About 14 million people will be eligible to vote this weekend in what many consider Chile’s most important election since its return to democracy 31 years ago.

More than three million people, or about 20.4 percent of voters, voted on Saturday, according to the country’s electoral service.

“I hope we have a constitution that captures the soul of our nation,” said President Sebastian Pinera after casting his vote in the capital, Santiago.

Silvia Navarrete, a 35-year-old economist, was at a polling station in Santiago with her young daughter in her arms.
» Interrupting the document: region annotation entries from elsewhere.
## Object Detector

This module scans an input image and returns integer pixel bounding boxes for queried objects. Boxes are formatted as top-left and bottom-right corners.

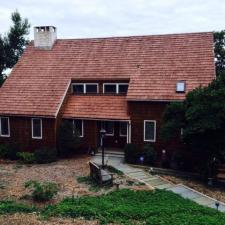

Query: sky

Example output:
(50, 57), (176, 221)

(0, 0), (225, 39)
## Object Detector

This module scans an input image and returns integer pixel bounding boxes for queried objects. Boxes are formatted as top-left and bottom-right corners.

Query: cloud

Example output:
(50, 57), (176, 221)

(0, 0), (225, 38)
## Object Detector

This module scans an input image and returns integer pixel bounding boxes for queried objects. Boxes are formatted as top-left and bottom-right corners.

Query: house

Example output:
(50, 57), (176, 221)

(0, 26), (215, 156)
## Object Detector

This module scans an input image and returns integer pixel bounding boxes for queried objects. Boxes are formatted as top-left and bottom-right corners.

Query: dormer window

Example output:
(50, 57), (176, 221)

(72, 83), (98, 94)
(103, 83), (128, 94)
(176, 81), (186, 93)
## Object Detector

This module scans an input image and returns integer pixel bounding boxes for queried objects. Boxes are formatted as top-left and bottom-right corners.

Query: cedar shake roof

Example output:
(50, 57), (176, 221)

(0, 33), (215, 117)
(63, 95), (130, 120)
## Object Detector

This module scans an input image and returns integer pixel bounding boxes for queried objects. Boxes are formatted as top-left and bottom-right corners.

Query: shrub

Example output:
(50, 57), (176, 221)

(0, 144), (18, 160)
(16, 152), (35, 164)
(143, 144), (157, 165)
(124, 144), (140, 163)
(25, 180), (58, 202)
(34, 148), (57, 164)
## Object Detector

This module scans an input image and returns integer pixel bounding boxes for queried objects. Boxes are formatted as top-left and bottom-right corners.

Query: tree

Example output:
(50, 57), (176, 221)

(214, 30), (225, 75)
(161, 72), (225, 175)
(0, 11), (30, 86)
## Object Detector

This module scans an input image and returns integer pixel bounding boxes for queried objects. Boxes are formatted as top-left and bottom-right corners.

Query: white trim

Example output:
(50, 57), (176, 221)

(103, 83), (129, 94)
(63, 117), (130, 122)
(119, 121), (128, 137)
(71, 83), (99, 94)
(31, 118), (42, 139)
(144, 120), (156, 142)
(0, 116), (10, 137)
(55, 81), (71, 117)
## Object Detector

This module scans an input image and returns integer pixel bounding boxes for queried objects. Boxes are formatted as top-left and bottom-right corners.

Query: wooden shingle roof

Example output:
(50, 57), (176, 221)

(0, 33), (215, 117)
(63, 95), (130, 120)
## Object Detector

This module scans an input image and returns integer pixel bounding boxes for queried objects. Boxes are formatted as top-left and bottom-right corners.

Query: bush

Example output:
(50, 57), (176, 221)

(124, 144), (140, 163)
(16, 152), (35, 164)
(143, 144), (157, 165)
(0, 144), (18, 160)
(34, 148), (57, 164)
(25, 180), (58, 202)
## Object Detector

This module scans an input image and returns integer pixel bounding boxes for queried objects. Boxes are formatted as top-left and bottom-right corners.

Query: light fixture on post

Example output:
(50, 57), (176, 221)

(100, 129), (106, 169)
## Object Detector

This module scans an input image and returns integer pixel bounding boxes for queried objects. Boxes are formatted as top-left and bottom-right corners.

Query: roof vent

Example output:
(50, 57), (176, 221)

(176, 81), (186, 93)
(34, 26), (57, 50)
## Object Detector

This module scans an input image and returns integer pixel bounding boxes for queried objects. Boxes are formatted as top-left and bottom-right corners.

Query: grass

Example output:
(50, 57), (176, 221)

(43, 189), (225, 225)
(0, 189), (225, 225)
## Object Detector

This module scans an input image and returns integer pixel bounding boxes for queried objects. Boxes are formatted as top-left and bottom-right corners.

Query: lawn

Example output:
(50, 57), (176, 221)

(0, 189), (225, 225)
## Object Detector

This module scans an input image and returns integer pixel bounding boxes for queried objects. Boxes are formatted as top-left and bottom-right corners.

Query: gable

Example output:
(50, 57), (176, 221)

(0, 33), (215, 117)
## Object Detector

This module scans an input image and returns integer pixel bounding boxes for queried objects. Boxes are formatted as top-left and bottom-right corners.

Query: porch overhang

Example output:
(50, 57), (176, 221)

(63, 95), (130, 121)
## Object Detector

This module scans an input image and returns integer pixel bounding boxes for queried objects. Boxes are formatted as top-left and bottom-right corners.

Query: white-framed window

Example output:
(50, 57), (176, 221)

(103, 83), (129, 94)
(120, 122), (127, 137)
(73, 120), (84, 137)
(0, 117), (10, 137)
(144, 120), (156, 142)
(176, 81), (186, 93)
(71, 83), (99, 94)
(31, 118), (42, 139)
(101, 121), (114, 136)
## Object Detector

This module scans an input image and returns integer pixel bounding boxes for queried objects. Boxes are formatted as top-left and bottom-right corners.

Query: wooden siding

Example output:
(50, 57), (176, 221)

(0, 117), (56, 151)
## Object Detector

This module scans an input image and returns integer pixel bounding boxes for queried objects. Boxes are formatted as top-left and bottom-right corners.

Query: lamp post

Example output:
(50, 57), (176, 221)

(100, 129), (106, 169)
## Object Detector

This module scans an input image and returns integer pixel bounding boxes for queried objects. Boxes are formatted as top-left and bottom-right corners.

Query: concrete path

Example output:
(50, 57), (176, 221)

(92, 156), (225, 212)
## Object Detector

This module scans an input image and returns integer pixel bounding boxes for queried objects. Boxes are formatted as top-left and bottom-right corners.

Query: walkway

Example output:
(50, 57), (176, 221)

(93, 156), (225, 212)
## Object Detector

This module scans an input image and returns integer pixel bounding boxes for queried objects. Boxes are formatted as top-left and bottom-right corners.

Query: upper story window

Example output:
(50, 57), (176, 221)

(103, 83), (128, 94)
(72, 83), (98, 94)
(31, 118), (42, 139)
(176, 81), (186, 93)
(0, 117), (10, 137)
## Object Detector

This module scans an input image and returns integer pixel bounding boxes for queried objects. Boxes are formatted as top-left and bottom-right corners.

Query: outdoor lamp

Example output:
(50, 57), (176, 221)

(100, 129), (106, 168)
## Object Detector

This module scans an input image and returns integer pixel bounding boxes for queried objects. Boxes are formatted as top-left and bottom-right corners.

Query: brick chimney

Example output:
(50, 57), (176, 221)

(34, 26), (57, 50)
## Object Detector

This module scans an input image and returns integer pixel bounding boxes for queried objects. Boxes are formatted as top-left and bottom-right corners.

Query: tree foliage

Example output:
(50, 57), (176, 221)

(161, 73), (225, 163)
(0, 11), (30, 86)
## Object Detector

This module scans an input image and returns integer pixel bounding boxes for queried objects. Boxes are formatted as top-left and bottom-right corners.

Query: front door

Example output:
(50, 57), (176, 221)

(98, 121), (127, 148)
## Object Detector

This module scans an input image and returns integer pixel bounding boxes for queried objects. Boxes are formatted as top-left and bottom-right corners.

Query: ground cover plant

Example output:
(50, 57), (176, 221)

(0, 189), (225, 225)
(42, 189), (225, 225)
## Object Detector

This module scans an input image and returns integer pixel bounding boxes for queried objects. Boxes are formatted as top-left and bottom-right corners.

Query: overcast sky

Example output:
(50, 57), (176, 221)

(0, 0), (225, 39)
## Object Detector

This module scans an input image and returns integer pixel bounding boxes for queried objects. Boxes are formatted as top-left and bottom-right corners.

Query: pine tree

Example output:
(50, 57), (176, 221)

(0, 11), (30, 86)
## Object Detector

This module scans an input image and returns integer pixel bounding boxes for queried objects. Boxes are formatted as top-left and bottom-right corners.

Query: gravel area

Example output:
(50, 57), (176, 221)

(162, 175), (225, 203)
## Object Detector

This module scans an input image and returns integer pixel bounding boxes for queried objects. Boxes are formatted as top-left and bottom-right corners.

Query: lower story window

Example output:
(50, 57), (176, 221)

(31, 118), (42, 139)
(73, 120), (84, 137)
(144, 120), (156, 142)
(102, 121), (114, 136)
(0, 117), (10, 137)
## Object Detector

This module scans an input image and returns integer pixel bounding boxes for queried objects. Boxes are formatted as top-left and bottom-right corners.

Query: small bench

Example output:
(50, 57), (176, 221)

(89, 162), (113, 186)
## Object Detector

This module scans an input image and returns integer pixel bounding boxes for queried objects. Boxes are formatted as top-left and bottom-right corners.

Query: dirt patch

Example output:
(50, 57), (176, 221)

(162, 175), (225, 202)
(0, 156), (91, 203)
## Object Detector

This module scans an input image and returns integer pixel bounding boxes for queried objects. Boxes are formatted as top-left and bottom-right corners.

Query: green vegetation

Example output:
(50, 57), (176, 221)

(161, 73), (225, 174)
(0, 189), (225, 225)
(16, 152), (35, 164)
(0, 11), (30, 87)
(43, 190), (225, 225)
(25, 180), (58, 202)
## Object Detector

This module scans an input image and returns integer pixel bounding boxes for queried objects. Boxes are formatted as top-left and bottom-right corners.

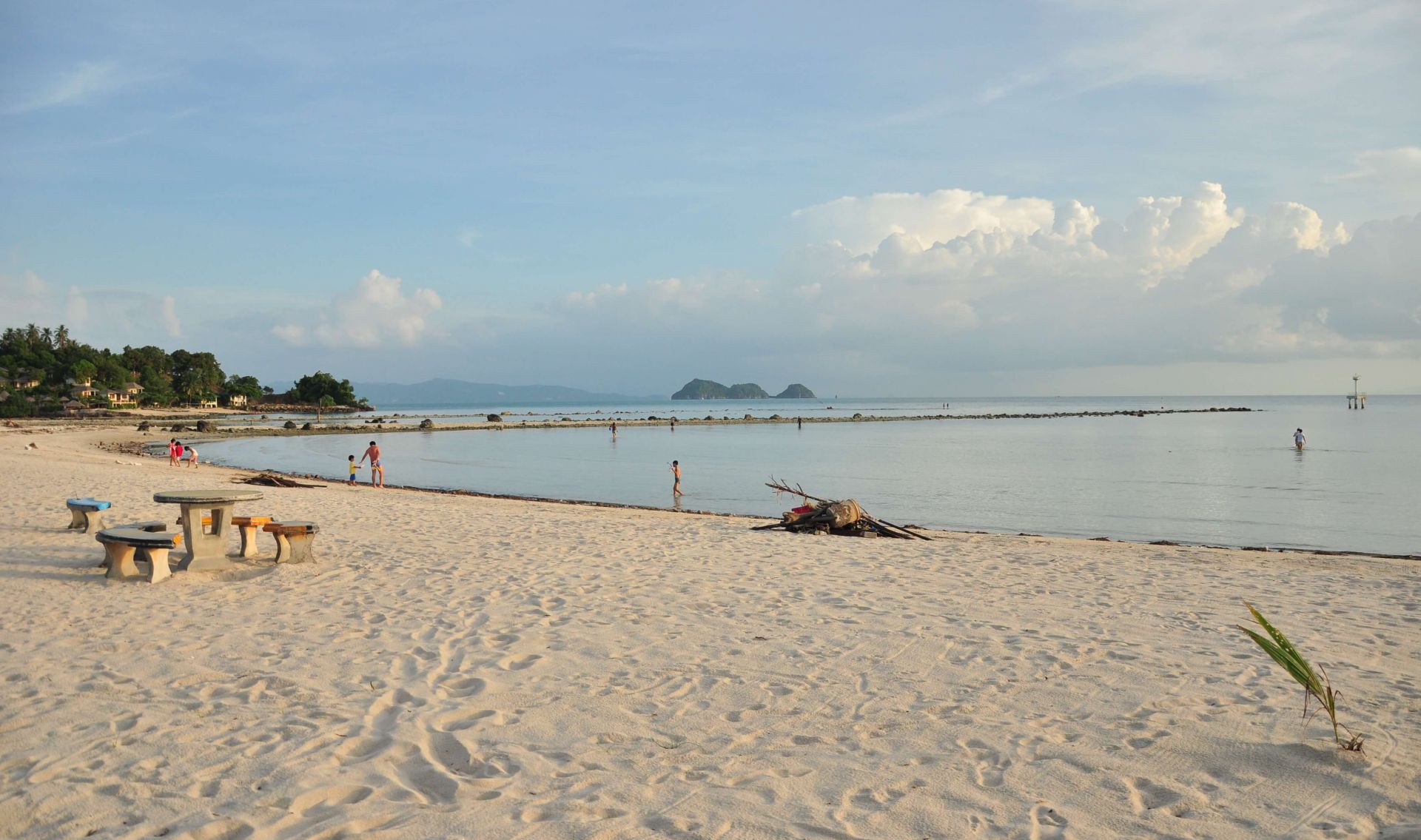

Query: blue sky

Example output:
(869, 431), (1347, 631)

(0, 0), (1421, 395)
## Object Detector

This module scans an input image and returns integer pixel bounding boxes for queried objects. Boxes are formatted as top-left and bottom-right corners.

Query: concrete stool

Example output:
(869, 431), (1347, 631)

(261, 522), (321, 563)
(94, 527), (182, 582)
(64, 497), (112, 534)
(98, 519), (168, 568)
(232, 516), (272, 557)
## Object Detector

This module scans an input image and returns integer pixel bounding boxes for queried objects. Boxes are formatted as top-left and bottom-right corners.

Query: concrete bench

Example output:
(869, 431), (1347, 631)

(94, 523), (182, 582)
(261, 522), (321, 563)
(178, 516), (273, 557)
(64, 499), (114, 534)
(232, 516), (280, 557)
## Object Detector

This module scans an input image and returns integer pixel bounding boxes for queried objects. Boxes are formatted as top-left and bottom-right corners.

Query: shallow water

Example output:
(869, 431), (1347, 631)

(204, 397), (1421, 554)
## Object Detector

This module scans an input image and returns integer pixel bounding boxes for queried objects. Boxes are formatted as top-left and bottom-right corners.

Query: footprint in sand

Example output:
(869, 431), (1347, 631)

(434, 676), (488, 696)
(290, 784), (374, 817)
(720, 704), (765, 724)
(1126, 776), (1181, 816)
(1032, 804), (1066, 840)
(499, 653), (542, 671)
(431, 709), (507, 732)
(958, 738), (1012, 787)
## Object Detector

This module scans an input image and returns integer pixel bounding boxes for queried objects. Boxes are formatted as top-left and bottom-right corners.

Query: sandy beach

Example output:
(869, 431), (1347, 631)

(0, 428), (1421, 840)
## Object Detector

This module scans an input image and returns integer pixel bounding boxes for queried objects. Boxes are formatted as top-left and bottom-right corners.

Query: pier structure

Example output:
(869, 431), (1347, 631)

(1347, 374), (1367, 409)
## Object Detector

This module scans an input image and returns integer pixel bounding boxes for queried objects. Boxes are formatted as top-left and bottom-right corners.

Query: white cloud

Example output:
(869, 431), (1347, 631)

(791, 189), (1052, 252)
(272, 270), (443, 349)
(158, 295), (182, 338)
(544, 182), (1421, 380)
(0, 61), (151, 115)
(561, 283), (627, 310)
(0, 270), (56, 324)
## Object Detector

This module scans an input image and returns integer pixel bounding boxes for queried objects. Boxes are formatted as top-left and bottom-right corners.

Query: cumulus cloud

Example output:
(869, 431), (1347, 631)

(793, 189), (1053, 252)
(272, 270), (443, 349)
(537, 182), (1421, 377)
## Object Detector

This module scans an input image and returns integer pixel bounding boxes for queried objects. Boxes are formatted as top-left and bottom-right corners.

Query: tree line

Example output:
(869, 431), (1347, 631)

(0, 324), (368, 417)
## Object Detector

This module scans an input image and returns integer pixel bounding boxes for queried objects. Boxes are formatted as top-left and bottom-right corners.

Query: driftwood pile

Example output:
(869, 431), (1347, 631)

(753, 476), (931, 540)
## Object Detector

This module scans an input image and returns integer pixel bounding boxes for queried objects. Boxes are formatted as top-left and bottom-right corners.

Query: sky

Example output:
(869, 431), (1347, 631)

(0, 0), (1421, 397)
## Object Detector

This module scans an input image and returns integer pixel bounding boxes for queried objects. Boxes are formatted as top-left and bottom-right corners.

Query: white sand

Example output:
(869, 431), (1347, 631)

(0, 432), (1421, 840)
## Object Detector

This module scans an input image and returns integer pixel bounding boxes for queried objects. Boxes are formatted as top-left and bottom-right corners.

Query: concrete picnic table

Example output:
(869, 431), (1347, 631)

(153, 491), (261, 570)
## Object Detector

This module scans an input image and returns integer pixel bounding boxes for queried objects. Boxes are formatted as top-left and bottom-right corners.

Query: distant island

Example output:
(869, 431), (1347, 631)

(671, 380), (816, 400)
(355, 380), (645, 408)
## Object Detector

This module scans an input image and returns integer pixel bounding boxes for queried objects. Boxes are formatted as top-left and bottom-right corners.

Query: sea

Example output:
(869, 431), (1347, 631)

(202, 395), (1421, 554)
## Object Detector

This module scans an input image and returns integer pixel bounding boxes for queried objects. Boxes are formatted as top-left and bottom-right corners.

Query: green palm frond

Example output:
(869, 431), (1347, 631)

(1239, 601), (1361, 752)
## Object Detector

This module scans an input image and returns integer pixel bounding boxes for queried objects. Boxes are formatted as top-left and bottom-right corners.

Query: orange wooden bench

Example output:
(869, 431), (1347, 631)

(261, 522), (321, 563)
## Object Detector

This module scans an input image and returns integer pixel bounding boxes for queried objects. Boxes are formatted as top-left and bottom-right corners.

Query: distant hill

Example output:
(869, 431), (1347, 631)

(726, 383), (770, 400)
(774, 383), (819, 400)
(671, 380), (814, 400)
(671, 380), (730, 400)
(354, 380), (642, 408)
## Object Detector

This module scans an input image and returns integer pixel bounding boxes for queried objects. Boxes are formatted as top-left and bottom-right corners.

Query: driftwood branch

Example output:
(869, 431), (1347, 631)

(752, 476), (933, 540)
(232, 472), (326, 488)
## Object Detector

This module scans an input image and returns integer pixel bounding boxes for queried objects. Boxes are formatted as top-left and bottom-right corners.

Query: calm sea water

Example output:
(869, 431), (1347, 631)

(202, 397), (1421, 554)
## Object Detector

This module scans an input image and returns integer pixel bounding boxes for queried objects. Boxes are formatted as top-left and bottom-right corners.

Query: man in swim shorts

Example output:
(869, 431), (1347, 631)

(360, 440), (385, 488)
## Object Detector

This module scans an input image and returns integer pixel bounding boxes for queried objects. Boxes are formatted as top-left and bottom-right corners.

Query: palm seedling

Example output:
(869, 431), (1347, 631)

(1239, 601), (1361, 752)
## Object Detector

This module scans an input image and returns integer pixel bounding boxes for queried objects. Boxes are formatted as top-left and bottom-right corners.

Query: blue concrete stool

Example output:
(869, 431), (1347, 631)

(64, 499), (112, 534)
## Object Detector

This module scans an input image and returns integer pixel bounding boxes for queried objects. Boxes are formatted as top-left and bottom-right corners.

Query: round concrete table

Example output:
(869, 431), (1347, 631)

(153, 491), (261, 570)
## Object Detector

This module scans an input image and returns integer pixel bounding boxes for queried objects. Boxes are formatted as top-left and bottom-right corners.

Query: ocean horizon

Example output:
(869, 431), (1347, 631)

(204, 395), (1421, 554)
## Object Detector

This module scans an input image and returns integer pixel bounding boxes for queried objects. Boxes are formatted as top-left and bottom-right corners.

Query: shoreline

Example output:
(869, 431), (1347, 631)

(0, 429), (1421, 840)
(8, 428), (1421, 840)
(99, 429), (1421, 562)
(16, 406), (1265, 440)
She said she voted for a system that “works for everyone, makes all voices heard” and ensures that “rights and obligations are truly fair to all people”.

And 40-year-old university professor Carlos Huertas said his vote went to candidates who had been active in “this social revolution” – referring to the 2019 protests.

Chile’s Constitution dates back to 1980 and was passed at the height of dictator Augusto Pinochet’s reign from 1973-1990, and has been widely blamed for blocking just progress in a country considered one of the most unequal among the developed economies.

This inequality was one of the main causes of the October 2019 protests, which a month later – after 36 deaths – led to the government agreeing to a referendum on a new constitution.

That plebiscite, initially scheduled for April 2020 but postponed due to the coronavirus pandemic, eventually took place on October 25 last year.

And the result was unequivocal: 80 percent voted in favor of a new constitution to be drafted by a body made up entirely of elected members.

Gender equality

This weekend, more than 1,300 candidates have a chance to be part of history.

Analysts say the election will be a battle between candidates from left and right parties, and independents are not expected to receive any meaningful support.

Parties on the left are broadly seeking more state control over mineral and other natural resources – mostly privatized since the dictatorship – and more government spending on education, health, pensions and social services.

Those on the right, with a nod to the need to increase social support, are largely defending the capitalist, free-market system they thank for Chile’s decades of economic growth.

In a world first, half of the candidates are – by definition – female.

This will also be the case for the editorial group of 155 members, which will have nine months to come up with a new founding law for Chile, which will be approved or rejected by a mandatory national vote next year.

Seventeen seats at the “convention” for writing the constitution are reserved for indigenous representatives.

Voters will also elect regional governors, mayors and city councilors this weekend – usually a litmus test for presidential elections, due in November.

Rich, but uneven

Campaigning is complicated amid a Covid-19 outbreak that has resulted in more than 1.2 million cases and nearly 30,000 deaths in the country of 19 million people, with the pandemic deciding on the two-day format of the election.

Chile has one of the highest vaccination rates in South America, with more than 48.5 percent of the 15.2 million targeted residents receiving two doses to date.

The country has the highest per capita income and the third most multi-millionaires in Latin America. But the working class and even the upper middle class live in heavy debt, often to pay for schooling and private pensions.

A February OECD report said that “persistent high inequality” was a major challenge for Chile, with 53 percent of households considered economically fragile and the poorest 20 percent of households earning only 5.1 percent of total income.

There is a low level of satisfaction with quality of life.